Ориген — страница 25 из 49

— Да…

— Значит, Корляндия — это вроде как la douce France[16]?

— Я тогда еще совсем не знал французского…

— А я в школе учила. Отец настоял, он же в Индокитае безвылазно… А вот тут, справа, у тебя Восток такой Восток: ханство какое-то особое, на крокодила похоже формой. А сверху справа — родные ледяные просторы. Да?

— Ну все-таки это мой мир! — запротестовал он, — не наш глобус!

— Конечно. Твой мир. Твои границы. Враги нападают, ты отбиваешься. Всё так. Снаружи мир был большой и непонятный, в нем от тебя так мало зависело… А тут ты был маленьким богом. В этом маленьком своем мире, ясном, податливом и веселом. И это позволяло жить дальше. Да, Денька?

— Надя, как…

Он никому бы не позволил так говорить о своем Острове. А ей — как ей возразить? А она продолжала:

— Скажи… а язык придумывал для любимой страны?

— Нет, — как-то сам удивился он, — язык это потом, и уже не для Острова. Это постарше.

— А мы с девчонками лет в десять придумали. Ну как язык — просто слоги и буквы переставляли. «Ай лае шука» — знаешь, что такое?

— Ай, лает щука?

— Ну что ты! Я ела кашу. Или вот: «Ыт лапи йач».

— Ты пила чай!

— Лейна енм ёще юча, — попросила она.

— По… а как будут длинные слова?

— Жапосталуй, — чуть помедлив, ответила она, — четные слоги меняются с нечетными, а когда слог непарный, он просто идет наоборот. Ну не язык, конечно, шифр скорее.

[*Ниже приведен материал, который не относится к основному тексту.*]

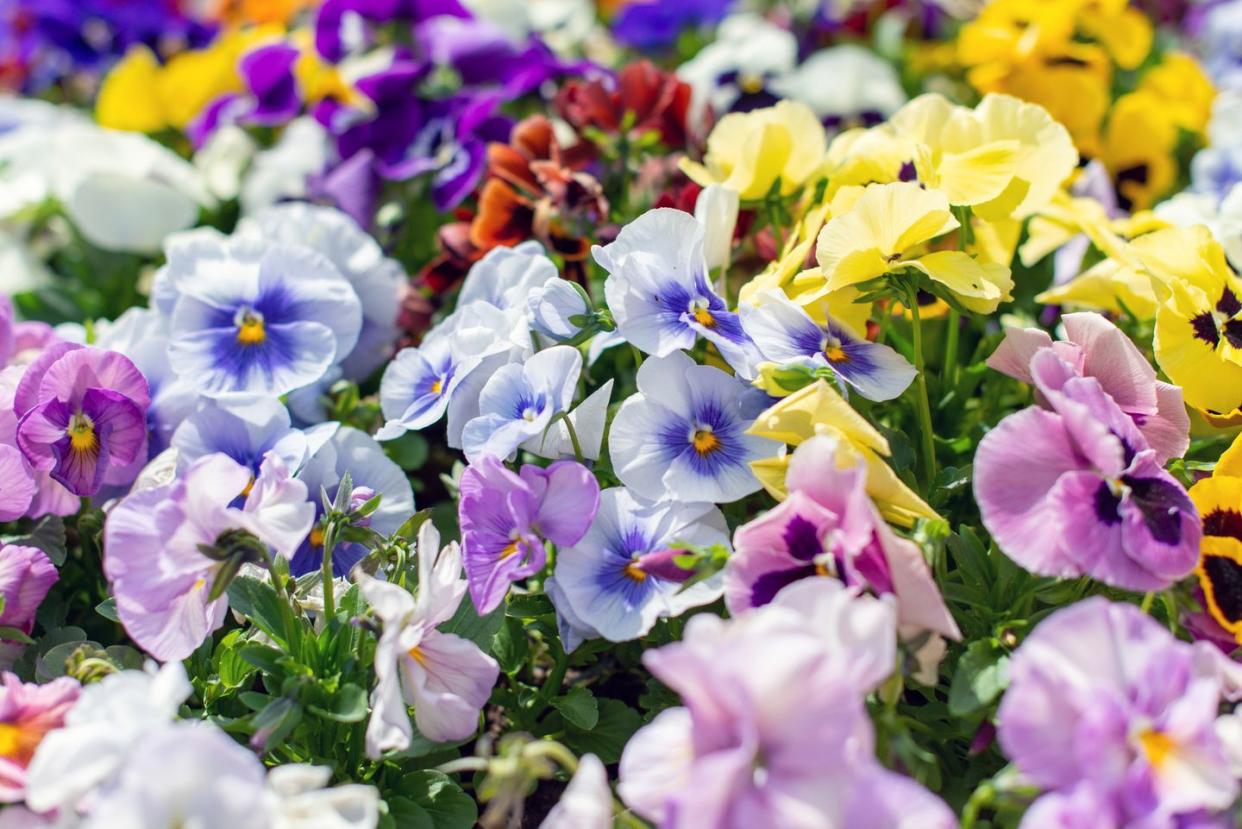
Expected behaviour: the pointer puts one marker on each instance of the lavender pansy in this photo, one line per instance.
(519, 402)
(25, 577)
(784, 333)
(1102, 696)
(506, 517)
(620, 578)
(1087, 469)
(829, 527)
(660, 293)
(153, 558)
(355, 453)
(1094, 347)
(83, 416)
(683, 435)
(445, 677)
(268, 320)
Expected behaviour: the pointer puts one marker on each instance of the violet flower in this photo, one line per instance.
(445, 677)
(154, 541)
(1094, 347)
(506, 517)
(83, 416)
(829, 527)
(1083, 467)
(1107, 711)
(774, 731)
(25, 577)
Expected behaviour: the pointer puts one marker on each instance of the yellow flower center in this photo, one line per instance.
(634, 572)
(81, 431)
(1156, 746)
(250, 328)
(704, 441)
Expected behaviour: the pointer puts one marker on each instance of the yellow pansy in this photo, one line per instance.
(144, 96)
(1185, 91)
(1199, 320)
(1219, 500)
(1138, 149)
(887, 230)
(819, 409)
(1005, 157)
(749, 152)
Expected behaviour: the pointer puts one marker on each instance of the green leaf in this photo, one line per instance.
(441, 803)
(981, 675)
(579, 707)
(108, 609)
(616, 725)
(257, 602)
(528, 605)
(348, 705)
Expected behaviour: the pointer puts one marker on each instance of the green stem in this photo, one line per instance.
(922, 400)
(950, 348)
(329, 600)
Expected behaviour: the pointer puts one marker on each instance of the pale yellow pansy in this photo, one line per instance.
(819, 409)
(887, 229)
(749, 152)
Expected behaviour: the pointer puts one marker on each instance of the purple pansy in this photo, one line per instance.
(1107, 711)
(1083, 466)
(506, 517)
(829, 527)
(83, 416)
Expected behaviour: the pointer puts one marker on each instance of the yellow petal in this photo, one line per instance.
(128, 98)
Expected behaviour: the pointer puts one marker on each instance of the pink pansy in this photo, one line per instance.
(1094, 347)
(82, 416)
(445, 677)
(25, 577)
(27, 712)
(774, 731)
(152, 541)
(829, 526)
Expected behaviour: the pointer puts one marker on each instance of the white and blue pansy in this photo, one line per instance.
(353, 451)
(683, 435)
(660, 293)
(376, 280)
(261, 320)
(785, 333)
(245, 430)
(621, 577)
(519, 400)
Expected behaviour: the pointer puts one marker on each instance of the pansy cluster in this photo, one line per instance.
(697, 414)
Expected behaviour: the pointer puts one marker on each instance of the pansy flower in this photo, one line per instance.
(658, 288)
(829, 527)
(1087, 469)
(154, 542)
(621, 577)
(355, 453)
(886, 229)
(683, 435)
(506, 517)
(256, 318)
(83, 416)
(1219, 500)
(519, 400)
(1101, 696)
(1098, 348)
(445, 677)
(785, 334)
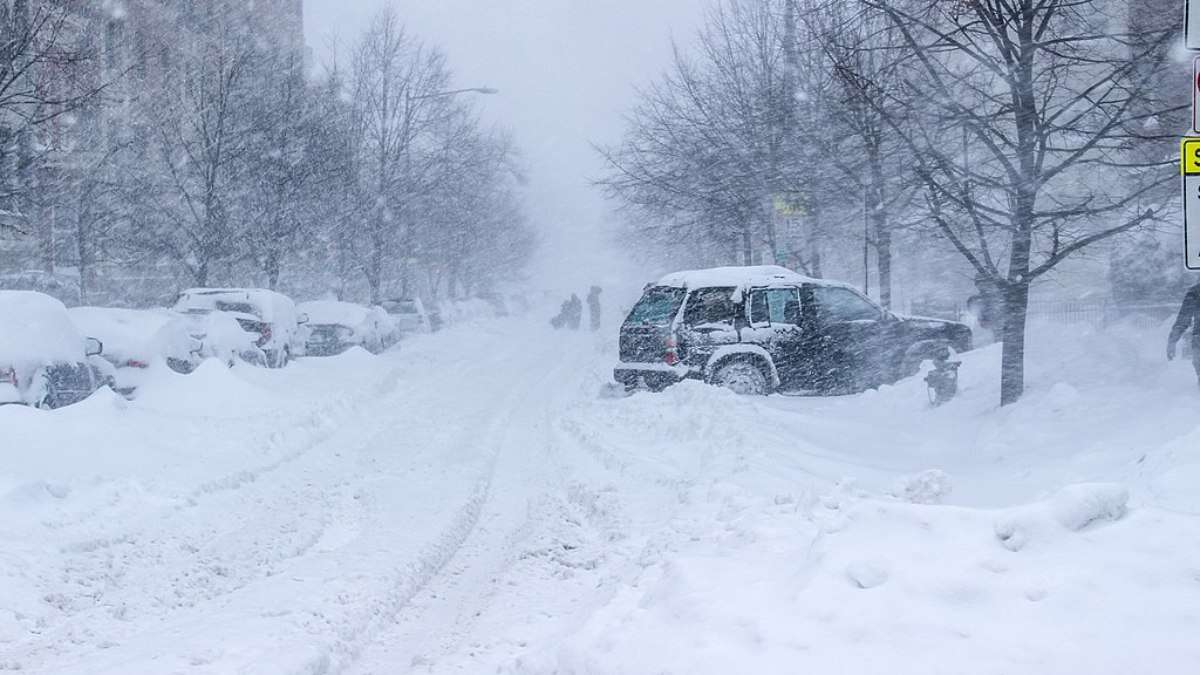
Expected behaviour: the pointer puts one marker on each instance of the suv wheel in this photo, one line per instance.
(742, 377)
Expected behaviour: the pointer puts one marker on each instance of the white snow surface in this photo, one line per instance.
(36, 330)
(135, 334)
(334, 312)
(745, 276)
(426, 512)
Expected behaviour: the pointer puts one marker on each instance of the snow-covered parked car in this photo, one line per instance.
(409, 314)
(335, 327)
(222, 338)
(271, 316)
(45, 360)
(755, 329)
(136, 340)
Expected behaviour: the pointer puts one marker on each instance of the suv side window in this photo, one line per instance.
(711, 305)
(837, 305)
(774, 306)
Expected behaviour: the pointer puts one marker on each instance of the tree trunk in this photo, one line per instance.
(1012, 369)
(813, 238)
(883, 262)
(273, 269)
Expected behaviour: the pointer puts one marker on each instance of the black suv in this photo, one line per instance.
(756, 329)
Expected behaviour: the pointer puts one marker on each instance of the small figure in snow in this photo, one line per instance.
(575, 312)
(569, 315)
(594, 308)
(1188, 318)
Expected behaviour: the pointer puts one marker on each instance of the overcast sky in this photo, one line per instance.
(565, 70)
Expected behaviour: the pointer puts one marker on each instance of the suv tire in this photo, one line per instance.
(743, 377)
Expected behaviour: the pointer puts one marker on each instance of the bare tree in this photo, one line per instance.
(1051, 95)
(395, 82)
(285, 165)
(707, 148)
(201, 130)
(48, 69)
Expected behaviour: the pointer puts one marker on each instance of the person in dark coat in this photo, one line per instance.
(1189, 317)
(594, 308)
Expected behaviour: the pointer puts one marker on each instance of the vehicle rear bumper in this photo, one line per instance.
(654, 375)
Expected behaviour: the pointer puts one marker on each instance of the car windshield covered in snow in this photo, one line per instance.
(658, 306)
(711, 306)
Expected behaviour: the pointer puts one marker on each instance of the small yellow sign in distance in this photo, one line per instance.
(1189, 156)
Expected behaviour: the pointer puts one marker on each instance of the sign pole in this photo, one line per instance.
(1189, 148)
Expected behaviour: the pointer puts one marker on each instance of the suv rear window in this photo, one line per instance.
(241, 308)
(711, 305)
(658, 306)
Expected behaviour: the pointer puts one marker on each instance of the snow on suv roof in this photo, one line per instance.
(739, 278)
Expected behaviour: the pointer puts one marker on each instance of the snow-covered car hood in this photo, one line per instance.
(930, 322)
(37, 330)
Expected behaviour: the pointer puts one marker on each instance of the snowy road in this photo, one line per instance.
(472, 505)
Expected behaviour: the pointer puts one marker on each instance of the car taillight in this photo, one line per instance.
(672, 356)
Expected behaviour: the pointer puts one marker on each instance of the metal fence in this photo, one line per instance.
(1102, 312)
(1077, 312)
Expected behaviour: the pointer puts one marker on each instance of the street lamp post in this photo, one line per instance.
(484, 90)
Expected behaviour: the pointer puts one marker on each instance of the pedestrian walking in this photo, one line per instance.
(1188, 318)
(594, 308)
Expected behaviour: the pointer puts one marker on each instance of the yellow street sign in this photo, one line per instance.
(790, 205)
(1189, 166)
(1189, 156)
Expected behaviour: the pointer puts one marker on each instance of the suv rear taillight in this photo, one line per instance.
(672, 354)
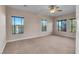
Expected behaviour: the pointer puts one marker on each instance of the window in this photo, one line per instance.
(72, 25)
(17, 25)
(44, 25)
(61, 25)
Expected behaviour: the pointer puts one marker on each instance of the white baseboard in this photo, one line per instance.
(27, 38)
(2, 49)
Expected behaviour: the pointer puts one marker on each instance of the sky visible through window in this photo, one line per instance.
(17, 21)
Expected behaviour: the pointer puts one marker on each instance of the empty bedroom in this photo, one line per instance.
(40, 29)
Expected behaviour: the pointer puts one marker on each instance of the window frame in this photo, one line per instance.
(72, 24)
(14, 26)
(43, 25)
(58, 27)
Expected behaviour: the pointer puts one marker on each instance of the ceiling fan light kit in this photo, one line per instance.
(53, 9)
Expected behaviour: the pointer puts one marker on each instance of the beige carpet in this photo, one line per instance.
(43, 45)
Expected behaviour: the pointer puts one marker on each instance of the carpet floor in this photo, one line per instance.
(43, 45)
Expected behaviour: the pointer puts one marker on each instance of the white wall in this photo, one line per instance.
(67, 33)
(32, 24)
(77, 33)
(2, 28)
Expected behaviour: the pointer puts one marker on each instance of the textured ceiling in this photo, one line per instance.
(43, 9)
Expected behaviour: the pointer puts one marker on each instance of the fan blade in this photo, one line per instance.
(59, 10)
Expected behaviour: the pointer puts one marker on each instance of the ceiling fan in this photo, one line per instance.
(54, 9)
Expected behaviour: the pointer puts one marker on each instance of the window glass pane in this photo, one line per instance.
(72, 25)
(17, 25)
(44, 25)
(61, 25)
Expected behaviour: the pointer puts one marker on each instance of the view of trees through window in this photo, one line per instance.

— Линаюва! — Денису тоже понадобилось секунды две, чтобы перевести, — бете сновку?

— Ченьо! — хохотала Надюшка. Вот теперь именно что Надюшка, его милая, нежная, всепонимающая Надюшка!

— Чего разулся? — спросила она уже на обычном языке, когда и эта чашка была допита, — чтобы как я?

— Чтобы как ты, — серьезно кивнул Денис, — я бы для тебя…

— Что бы ты для меня?

Надя встала. И теперь — взрослая, уверенная, знающая себе цену женщина. Как ей это удается?

— Да я бы для тебя и штаны бы снял, — ляпнул Денис, сам краснея от сальной шутки.

— Знаю, Денечка, — она была такой серьезной, какой никогда он ее не видел, — знаю давно, милый мой, солнечный мой мальчик. И потому пришла.

— Я…

— Ты их сейчас и снимешь, — кивнула она, а руки, руки с розовым маникюром потянулись к пуговице, — или еще лучше: я сама…


Когда все завершилось — он был безнадежно, беспрекословно, бесповоротно счастлив. Они лежали на подростковом его диванчике, прижавшись, как шпротики в банке. И что случилось только что — было огненным, стремительным, окончательным. Он не знал прежде, что это бывает — так. Он не знал, прошло ли пять минут — или два часа. Ничего прекраснее не бывало еще в его жизни. И Надя была — его.

Она неспешно гладила его не как любовника, скорей, как малыша, и это было еще нежней и приятней. Казалось, он слышит стук часов в соседней комнате… или курантов на Спасской башне Кремля. Это размеренно и упорно стучало его сердце, проталкивая по жилам жизнь, и прислушиваясь к нежному биению другого сердечка за двойной преградой ребер и мышц, чтобы настроиться с ним на единый лад.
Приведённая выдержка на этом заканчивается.